After you have coin flips down to around 50-50 (say, 49%-51%) there is little point to more flips. You will hone in closer and closer to 50%-50%, but 49.5%-50.5% is not a big improvement on 49%-51%. (And even if you flip 1,000,000 times it is quite unlikely that you will get exactly 500,000 heads.)

However many flips are in your sample, you express the results with a margin of error. Say your coin flip result is heads 51%-49% with a margin of error of plus or minus 2%. That does not mean that heads 53% or 49% are as likely as 51%. It means that the likeliest number is heads 51%, and that there is a 95% chance that the correct heads number is within 49%-53%. Both 49% and 53% are a good bit less likely than 51%.

Since our coin flip sample wasn't dead-on 50-50 the poll is not perfectly accurate, but it is accurate in what it says. It is very, very likely that heads = 49%-53%, which is correct.

And adding another 1,000 flips will not improve that result much. Say we get to 50.3%-49.7% with a margin of error of 1%. So it is 95% certain that the correct probability of heads is between 49.3% and 51.3%, and the likeliest result is 49.8%.

(I m making those MOEs up as examples. I don't know the MOE95% on 1,000 coin flips, but there is some number of flips with a MOE of 2% and a larger number of flips with an MOE of 1%.)

If our poll of flipped coins said that heads=50.3%, the most we can improve that headline number is 0.3%, even with an infinite number of flips.

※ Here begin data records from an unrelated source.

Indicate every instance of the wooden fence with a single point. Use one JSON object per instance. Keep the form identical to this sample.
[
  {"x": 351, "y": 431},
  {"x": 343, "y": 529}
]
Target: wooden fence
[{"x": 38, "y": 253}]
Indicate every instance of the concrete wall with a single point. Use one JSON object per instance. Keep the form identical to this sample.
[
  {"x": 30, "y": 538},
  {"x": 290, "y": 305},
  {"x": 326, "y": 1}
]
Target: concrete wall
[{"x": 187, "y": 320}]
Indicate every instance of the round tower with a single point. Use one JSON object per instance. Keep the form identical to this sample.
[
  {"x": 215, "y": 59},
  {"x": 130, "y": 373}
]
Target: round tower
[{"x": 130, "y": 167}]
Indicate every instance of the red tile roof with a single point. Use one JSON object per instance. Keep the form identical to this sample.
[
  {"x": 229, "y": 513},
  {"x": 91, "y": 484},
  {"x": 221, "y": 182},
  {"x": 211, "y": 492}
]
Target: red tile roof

One the other hand...the quality of the sample is almost everything. If you start out with a lop-sided coin that comes up 60% heads you will never get to 50-50. The sample is unrepresentative of coins.

Put 900,000 blue marbles and 100,000 red marbles in a big jar and stir them up. You won't have to pull out many marbles to get the idea that 90% of them are blue. But if they are not stirred up properly then you would have to count almost the whole million.

Unstirred marbles are a bad sample.

If a pollster assumes that black voters will be 7% of the electorate then his poll will be useless no matter how large the sample. If a pollster called only people who are home at 4 PM the result could never be a reliable snapshot of everybody, even if a million people were called at 4 PM.

If another pollster has a perfect sample of the electorate a national poll of only 500 people would usually be quite close to reality. But he would still want 800-1200 to have a low margin if error.

The mathematical parts of the science of polling are quite dependable. All of these poll samples are large enough to say what they say.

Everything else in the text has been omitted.